The fit assumes a longer torso. If you're short-waisted, size up and expect it to hit at the hip. That's not wrong — it just changes the line. Pair it with something high-waisted or let it sit loose over a low-slung pant. The knit doesn't pill quickly, but it will pill. That's the viscose talking. Treat it like you'd treat a good merino: wash cool, lay flat, don't expect it to look new forever.

Retail sits around $350. You'll find it on sale twice a year, but not in the colours that matter.

$600–$900: Le Bambino Bag

Le Bambino — not Le Grand, not the mini, the middle child — is the bag that works past the Instagram cycle. It launched in 2017, which means it's had time to prove it isn't just a moment. The shape is a structured top-handle, curved at the base, flat across the top. It holds a phone, a cardholder, keys, lip balm, and not much else, which is either enough or it isn't.

The leather is smooth calfskin, hand-finished in Italy. It doesn't patina the way vegetable-tanned leather does, but it doesn't scratch as easily either. The handle is wide enough to sit comfortably in your palm or on your shoulder if you carry it like a baguette, which some people do and some people shouldn't. The hardware is minimal — a single magnetic closure, logo-engraved but not loud about it.

This works as an everyday bag if your everyday is edited. It works as an event bag if you don't need to bring a book. The shape is formal enough for a wedding, strange enough for a gallery opening, neutral enough for a Tuesday. The current seasonal colours skew bright — electric blue, coral, lime — but the black, cream, and tan are permanent stock. Go neutral if this is your first. Go bright if you already own three black bags and know what you're doing.

The price sits around $650 for calfskin, closer to $850 for the embossed croc-effect versions. The latter doesn't add function. It adds texture, which matters only if texture matters to you.

Over $1,200: La Veste Obiou Wool Blazer

The tailoring is where Jacquemus gets serious. La Veste Obiou is a single-breasted wool blazer, cut long through the body, nipped at the waist, with a notched lapel that sits wider than you expect. The shoulders are soft but structured — there's a pad, but it doesn't announce itself. The sleeves are slightly extended, which gives the whole thing a borrowed-from-someone-taller feeling without looking like you borrowed it from someone taller.
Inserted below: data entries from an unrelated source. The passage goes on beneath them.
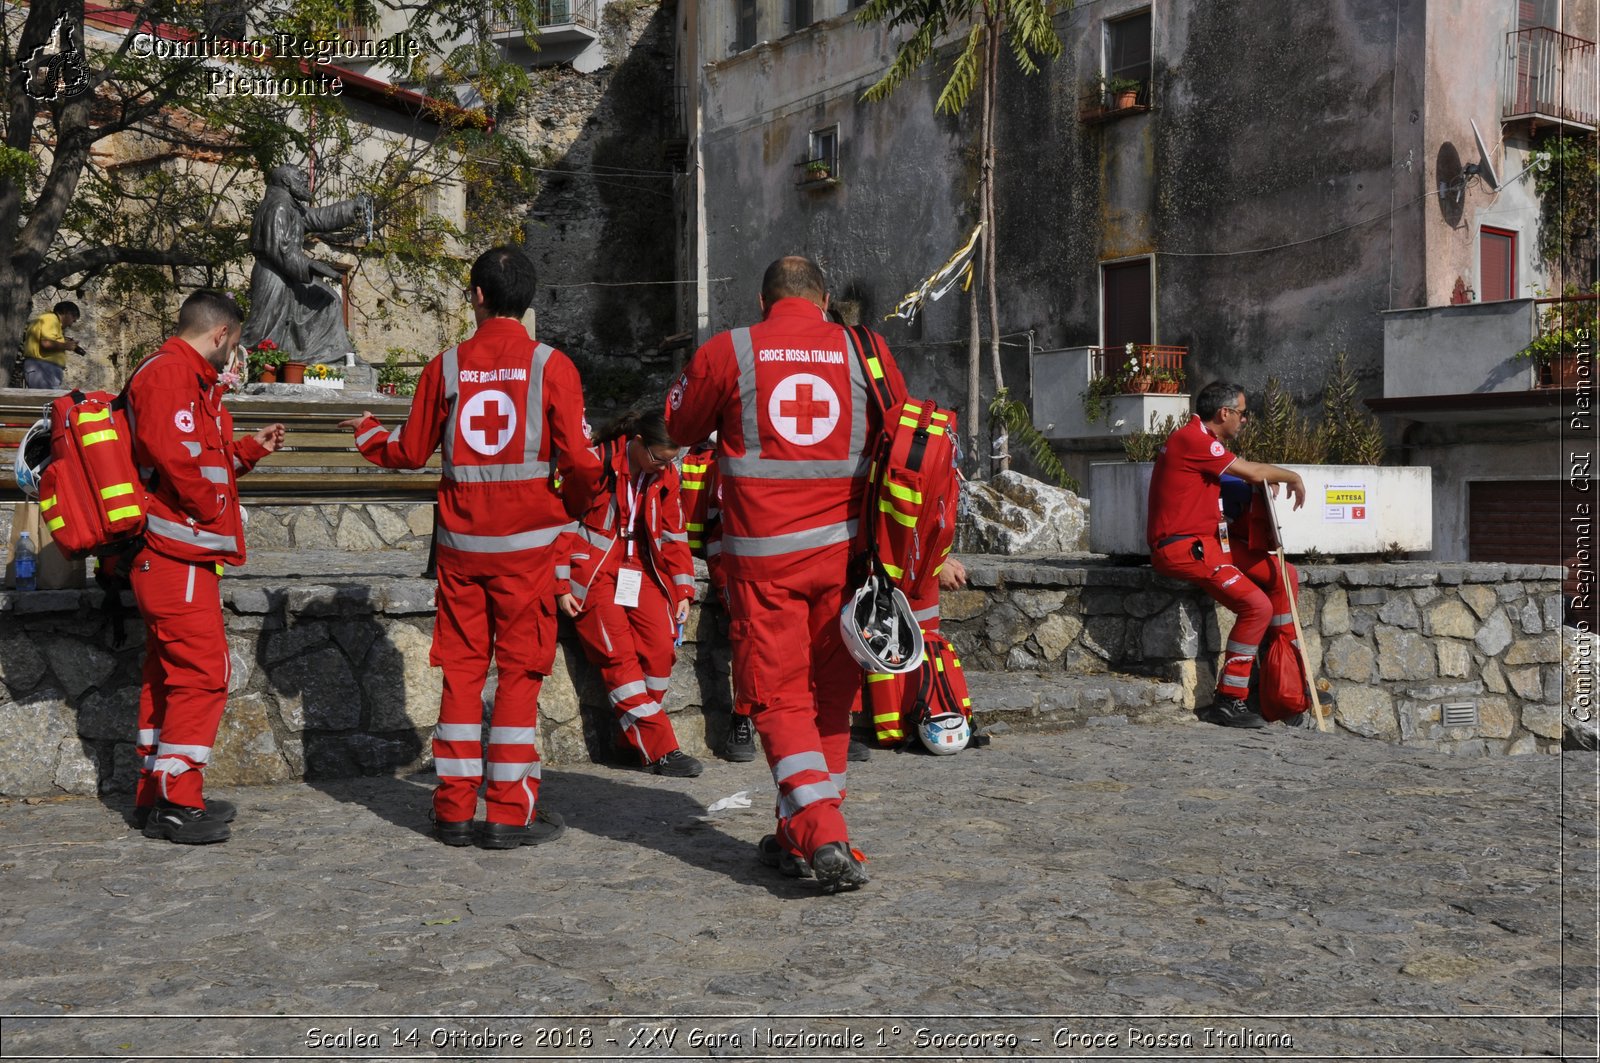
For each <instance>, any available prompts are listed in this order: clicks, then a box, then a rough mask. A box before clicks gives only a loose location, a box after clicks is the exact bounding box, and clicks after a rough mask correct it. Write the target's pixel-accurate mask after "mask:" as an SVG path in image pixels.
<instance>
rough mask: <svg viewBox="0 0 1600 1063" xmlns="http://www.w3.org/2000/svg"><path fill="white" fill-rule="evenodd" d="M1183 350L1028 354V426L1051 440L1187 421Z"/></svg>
mask: <svg viewBox="0 0 1600 1063" xmlns="http://www.w3.org/2000/svg"><path fill="white" fill-rule="evenodd" d="M1187 355H1189V349H1187V347H1174V346H1162V344H1125V346H1120V347H1061V349H1056V351H1035V352H1034V389H1032V391H1034V410H1032V413H1034V424H1037V426H1038V427H1040V431H1042V432H1043V434H1045V435H1046V437H1048V439H1053V440H1082V439H1102V437H1107V435H1130V434H1133V432H1138V431H1149V427H1150V418H1152V416H1154V418H1155V421H1157V423H1160V421H1162V419H1165V418H1168V416H1171V418H1176V419H1178V421H1184V419H1186V418H1187V416H1189V381H1187V376H1186V371H1184V360H1186V357H1187Z"/></svg>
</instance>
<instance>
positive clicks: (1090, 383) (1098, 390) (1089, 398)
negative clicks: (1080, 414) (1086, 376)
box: [1083, 373, 1123, 424]
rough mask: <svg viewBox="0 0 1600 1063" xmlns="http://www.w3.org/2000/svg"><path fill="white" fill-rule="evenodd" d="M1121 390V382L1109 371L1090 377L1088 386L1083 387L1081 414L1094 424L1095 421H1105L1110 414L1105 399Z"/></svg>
mask: <svg viewBox="0 0 1600 1063" xmlns="http://www.w3.org/2000/svg"><path fill="white" fill-rule="evenodd" d="M1122 392H1123V383H1122V381H1120V379H1117V376H1114V375H1110V373H1107V375H1106V376H1096V378H1094V379H1091V381H1090V386H1088V387H1085V389H1083V416H1085V418H1086V419H1088V423H1090V424H1094V423H1096V421H1106V419H1107V418H1109V416H1110V405H1109V402H1107V400H1109V399H1110V397H1112V395H1120V394H1122Z"/></svg>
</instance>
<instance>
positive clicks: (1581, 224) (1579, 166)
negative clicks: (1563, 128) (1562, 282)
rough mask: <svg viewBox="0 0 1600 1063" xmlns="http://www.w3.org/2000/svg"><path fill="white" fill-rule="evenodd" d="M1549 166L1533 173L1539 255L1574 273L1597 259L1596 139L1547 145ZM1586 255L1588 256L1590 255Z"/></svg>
mask: <svg viewBox="0 0 1600 1063" xmlns="http://www.w3.org/2000/svg"><path fill="white" fill-rule="evenodd" d="M1544 150H1549V152H1550V165H1549V166H1547V168H1536V170H1534V171H1533V187H1534V191H1536V192H1538V195H1539V255H1541V256H1544V261H1546V263H1552V264H1557V266H1558V267H1562V269H1565V271H1570V272H1571V274H1576V272H1578V271H1579V269H1581V263H1582V261H1584V258H1587V256H1592V255H1594V247H1595V226H1597V224H1600V203H1597V202H1595V187H1597V186H1600V154H1597V147H1595V138H1592V136H1557V138H1552V139H1549V141H1546V142H1544ZM1586 251H1587V255H1586Z"/></svg>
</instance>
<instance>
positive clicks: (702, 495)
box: [682, 435, 755, 764]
This is suiting that doesn't ask to be worn as a suit. It works over a slip dress, over jeans, over wide-leg trousers in the same fabric if you want the full look. The wool is a mid-weight gabardine, sourced from Italian mills, with enough body to hold the shape but enough drape to move when you do. It's unlined through the body, half-lined through the sleeves, which keeps it from feeling heavy in warmer months.

The fit assumes a European frame — narrow through the shoulders, longer through the torso. If you're broad-shouldered or short-waisted, size up and take it to a tailor. The proportions are specific enough that they won't work on everyone without adjustment, and that's fine. A blazer this considered should be tailored anyway.
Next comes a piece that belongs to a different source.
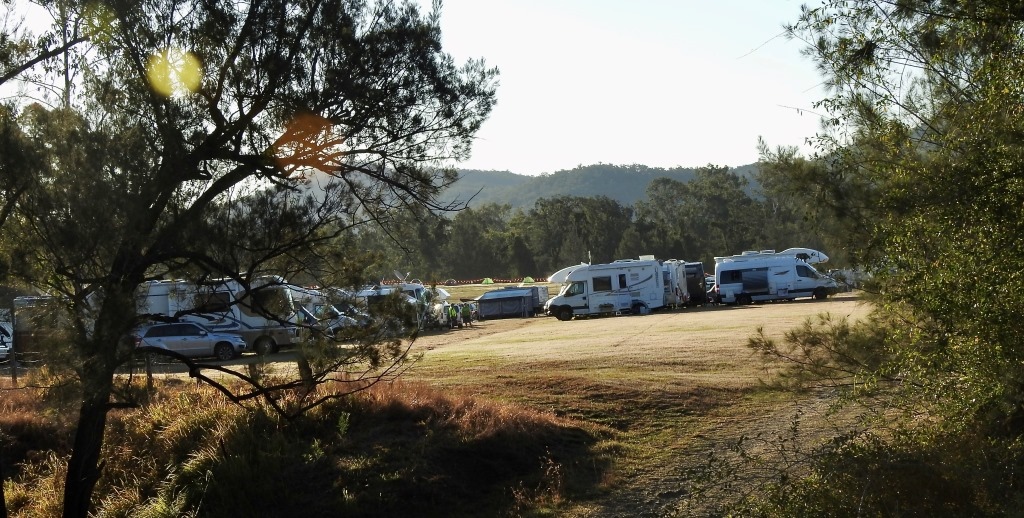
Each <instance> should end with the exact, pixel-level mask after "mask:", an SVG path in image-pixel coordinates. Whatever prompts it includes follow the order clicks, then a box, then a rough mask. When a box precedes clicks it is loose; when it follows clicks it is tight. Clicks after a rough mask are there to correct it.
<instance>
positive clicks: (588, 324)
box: [407, 294, 869, 516]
Retail is around $1,400. It goes on sale once a year, usually in January, but not in the core colours. Expect to pay full price for black, navy, or camel.

Longevity

Jacquemus isn't built for posterity the way Hermès is built for posterity, but it's built better than people assume. The knits will stretch. The leather will scuff. The wool will need to be pressed. That's what happens when you wear things.

The key is storage. Keep knits folded, not hung. Keep leather out of direct heat. Have the blazer cleaned once a season, even if you don't think it needs it. Treat these pieces like you'd treat anything you paid for with intention — not preciously, but with regard.